A good part of Howard’s documentary is about the science of aging. We want our scientists to figure out how to beat aging, or at least, slow it down. But this is not easy. Humans are primates, and primates are mammals. The very earliest mammals probably evolved to die young. That seems counterintuitive but it really isn’t. Life History Theory predicts that organisms will be selected to produce some sort of balance (or bias, imbalance) of three major energy shunting systems: growth, maintenance (including the immune system), and reproduction. Humans reproduce slowly, producing one (or two) offspring at a time, and putting a lot of effort into each one. This goes along with a long lifespan, because in order to produce a small number of high-quality offspring one must take some time. This, however, places additional demands on the immune system.
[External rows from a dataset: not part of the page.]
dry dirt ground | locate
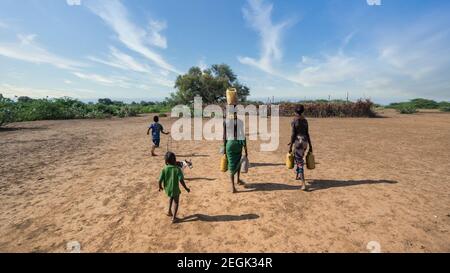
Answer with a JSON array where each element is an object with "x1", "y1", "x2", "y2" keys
[{"x1": 0, "y1": 111, "x2": 450, "y2": 252}]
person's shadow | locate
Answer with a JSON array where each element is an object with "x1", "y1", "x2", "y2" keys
[
  {"x1": 241, "y1": 179, "x2": 398, "y2": 192},
  {"x1": 179, "y1": 213, "x2": 259, "y2": 223},
  {"x1": 250, "y1": 162, "x2": 285, "y2": 168}
]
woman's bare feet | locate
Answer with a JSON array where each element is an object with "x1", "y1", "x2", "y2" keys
[{"x1": 302, "y1": 181, "x2": 307, "y2": 191}]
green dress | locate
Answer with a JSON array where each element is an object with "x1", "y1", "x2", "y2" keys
[
  {"x1": 159, "y1": 165, "x2": 184, "y2": 197},
  {"x1": 225, "y1": 140, "x2": 246, "y2": 174}
]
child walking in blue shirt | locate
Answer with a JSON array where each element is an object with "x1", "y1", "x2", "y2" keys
[{"x1": 147, "y1": 116, "x2": 169, "y2": 156}]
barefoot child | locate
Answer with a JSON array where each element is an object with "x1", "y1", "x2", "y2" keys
[
  {"x1": 288, "y1": 105, "x2": 313, "y2": 191},
  {"x1": 159, "y1": 152, "x2": 191, "y2": 223},
  {"x1": 147, "y1": 116, "x2": 169, "y2": 156}
]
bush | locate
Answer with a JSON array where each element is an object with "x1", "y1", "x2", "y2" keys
[
  {"x1": 397, "y1": 105, "x2": 417, "y2": 114},
  {"x1": 0, "y1": 94, "x2": 14, "y2": 126},
  {"x1": 280, "y1": 100, "x2": 376, "y2": 118},
  {"x1": 439, "y1": 105, "x2": 450, "y2": 112}
]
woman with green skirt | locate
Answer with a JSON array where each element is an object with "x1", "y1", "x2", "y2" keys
[{"x1": 223, "y1": 110, "x2": 248, "y2": 193}]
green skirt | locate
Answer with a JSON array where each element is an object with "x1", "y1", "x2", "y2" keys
[{"x1": 226, "y1": 140, "x2": 245, "y2": 174}]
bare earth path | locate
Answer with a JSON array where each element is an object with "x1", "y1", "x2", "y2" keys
[{"x1": 0, "y1": 112, "x2": 450, "y2": 252}]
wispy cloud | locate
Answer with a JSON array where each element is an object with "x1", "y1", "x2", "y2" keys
[
  {"x1": 73, "y1": 72, "x2": 118, "y2": 86},
  {"x1": 88, "y1": 46, "x2": 173, "y2": 88},
  {"x1": 88, "y1": 46, "x2": 150, "y2": 73},
  {"x1": 0, "y1": 34, "x2": 85, "y2": 70},
  {"x1": 289, "y1": 53, "x2": 362, "y2": 87},
  {"x1": 0, "y1": 83, "x2": 96, "y2": 98},
  {"x1": 0, "y1": 21, "x2": 9, "y2": 29},
  {"x1": 147, "y1": 20, "x2": 167, "y2": 49},
  {"x1": 85, "y1": 0, "x2": 179, "y2": 73},
  {"x1": 66, "y1": 0, "x2": 81, "y2": 6},
  {"x1": 238, "y1": 0, "x2": 291, "y2": 74}
]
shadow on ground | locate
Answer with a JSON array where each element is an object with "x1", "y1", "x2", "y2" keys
[
  {"x1": 179, "y1": 213, "x2": 259, "y2": 223},
  {"x1": 240, "y1": 180, "x2": 398, "y2": 193}
]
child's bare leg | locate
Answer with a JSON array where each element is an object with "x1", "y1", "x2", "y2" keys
[
  {"x1": 167, "y1": 197, "x2": 173, "y2": 216},
  {"x1": 230, "y1": 174, "x2": 237, "y2": 193},
  {"x1": 172, "y1": 196, "x2": 180, "y2": 223},
  {"x1": 238, "y1": 168, "x2": 244, "y2": 185}
]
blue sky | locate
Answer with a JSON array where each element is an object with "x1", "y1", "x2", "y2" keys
[{"x1": 0, "y1": 0, "x2": 450, "y2": 103}]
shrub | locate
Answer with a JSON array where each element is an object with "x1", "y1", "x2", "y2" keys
[
  {"x1": 439, "y1": 105, "x2": 450, "y2": 112},
  {"x1": 280, "y1": 100, "x2": 376, "y2": 118},
  {"x1": 0, "y1": 94, "x2": 14, "y2": 126},
  {"x1": 397, "y1": 106, "x2": 417, "y2": 114}
]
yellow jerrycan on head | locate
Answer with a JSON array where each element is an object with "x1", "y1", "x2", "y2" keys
[
  {"x1": 227, "y1": 88, "x2": 238, "y2": 105},
  {"x1": 286, "y1": 153, "x2": 294, "y2": 170},
  {"x1": 220, "y1": 154, "x2": 228, "y2": 172},
  {"x1": 306, "y1": 152, "x2": 316, "y2": 170}
]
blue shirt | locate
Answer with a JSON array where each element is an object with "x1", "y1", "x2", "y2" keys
[{"x1": 149, "y1": 122, "x2": 164, "y2": 139}]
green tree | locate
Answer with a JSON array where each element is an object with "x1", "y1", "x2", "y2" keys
[
  {"x1": 0, "y1": 94, "x2": 14, "y2": 126},
  {"x1": 167, "y1": 64, "x2": 250, "y2": 104}
]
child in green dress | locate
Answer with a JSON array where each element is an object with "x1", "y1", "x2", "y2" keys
[{"x1": 159, "y1": 152, "x2": 191, "y2": 223}]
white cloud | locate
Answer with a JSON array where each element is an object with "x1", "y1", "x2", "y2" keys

In order to keep up with evolving microbes and the overall ravages of time, we need to spend a fair amount of effort on keeping from being too sick. And, we happen to be large, for a primate. That probably relates to predator pressure and a few other factors. So while we are selected to live a long time compared to the average primate (and certainly, the average mammal) we can only go just so far.
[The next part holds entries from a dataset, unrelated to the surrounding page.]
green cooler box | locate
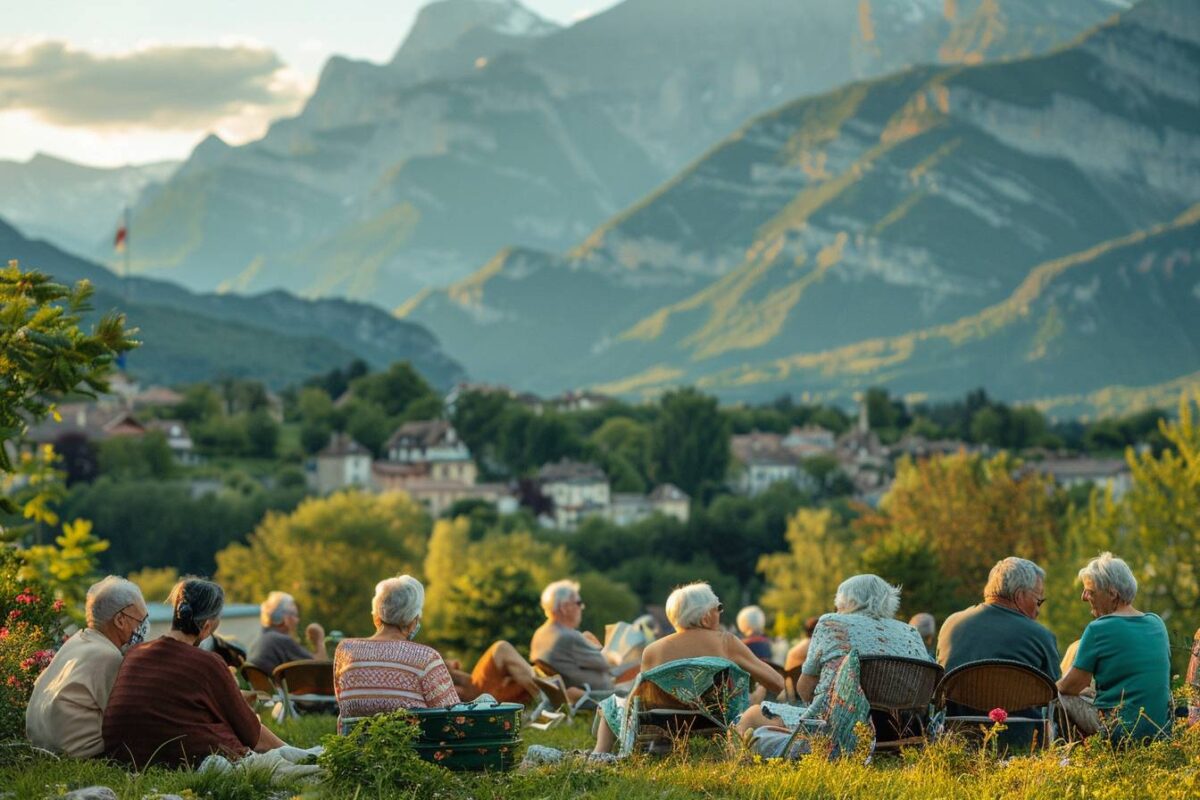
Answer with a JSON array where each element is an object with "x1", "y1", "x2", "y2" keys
[{"x1": 410, "y1": 700, "x2": 524, "y2": 771}]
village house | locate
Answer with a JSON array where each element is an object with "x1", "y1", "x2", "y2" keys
[
  {"x1": 608, "y1": 483, "x2": 691, "y2": 525},
  {"x1": 1026, "y1": 456, "x2": 1133, "y2": 500},
  {"x1": 145, "y1": 420, "x2": 203, "y2": 467},
  {"x1": 538, "y1": 458, "x2": 612, "y2": 530},
  {"x1": 730, "y1": 431, "x2": 809, "y2": 497},
  {"x1": 311, "y1": 433, "x2": 371, "y2": 494}
]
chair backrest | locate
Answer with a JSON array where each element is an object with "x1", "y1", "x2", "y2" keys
[
  {"x1": 241, "y1": 661, "x2": 275, "y2": 694},
  {"x1": 634, "y1": 657, "x2": 750, "y2": 720},
  {"x1": 275, "y1": 658, "x2": 334, "y2": 697},
  {"x1": 784, "y1": 666, "x2": 804, "y2": 700},
  {"x1": 859, "y1": 656, "x2": 945, "y2": 711},
  {"x1": 533, "y1": 658, "x2": 558, "y2": 678},
  {"x1": 935, "y1": 658, "x2": 1058, "y2": 714}
]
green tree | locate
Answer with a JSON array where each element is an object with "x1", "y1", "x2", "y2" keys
[
  {"x1": 652, "y1": 387, "x2": 730, "y2": 498},
  {"x1": 578, "y1": 572, "x2": 642, "y2": 642},
  {"x1": 430, "y1": 560, "x2": 546, "y2": 662},
  {"x1": 100, "y1": 431, "x2": 175, "y2": 480},
  {"x1": 1076, "y1": 393, "x2": 1200, "y2": 668},
  {"x1": 217, "y1": 492, "x2": 430, "y2": 634},
  {"x1": 245, "y1": 408, "x2": 280, "y2": 458},
  {"x1": 758, "y1": 509, "x2": 854, "y2": 619},
  {"x1": 343, "y1": 398, "x2": 396, "y2": 456},
  {"x1": 0, "y1": 261, "x2": 138, "y2": 479},
  {"x1": 350, "y1": 361, "x2": 440, "y2": 416}
]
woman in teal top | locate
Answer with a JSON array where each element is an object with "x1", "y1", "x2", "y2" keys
[{"x1": 1058, "y1": 553, "x2": 1174, "y2": 742}]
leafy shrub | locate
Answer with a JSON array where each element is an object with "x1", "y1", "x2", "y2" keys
[
  {"x1": 0, "y1": 548, "x2": 62, "y2": 741},
  {"x1": 317, "y1": 711, "x2": 450, "y2": 796}
]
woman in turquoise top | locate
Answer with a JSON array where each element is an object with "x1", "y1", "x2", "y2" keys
[{"x1": 1058, "y1": 553, "x2": 1174, "y2": 742}]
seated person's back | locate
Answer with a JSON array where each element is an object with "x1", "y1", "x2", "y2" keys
[
  {"x1": 103, "y1": 637, "x2": 262, "y2": 769},
  {"x1": 334, "y1": 639, "x2": 458, "y2": 718}
]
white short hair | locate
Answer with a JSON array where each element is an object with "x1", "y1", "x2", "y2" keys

But perhaps more importantly, we (humans, and to a somewhat lesser extent, primates in general) are modified versions of mammals, and there are indications that mammals were never originally designed (by natural selection) to live long lives. Early mammals were probably small, and small goes along with a short lifespan in the mammalian world. Remember, those early mammals were living along side dinosaurs! (There were large early mammals but modern mammals, including all the more recent large one, probably evolved from a subset of them that were on the small side.) In a world where the smallest dinosaurs were larger than the largest mammals (or close to that) mammals were probably more often prey than predator. The best strategy if the most likely cause of death is being scarfed up by something larger is to live fast, have one or two litters of offspring, and do the whole “circle of life” thing really fast.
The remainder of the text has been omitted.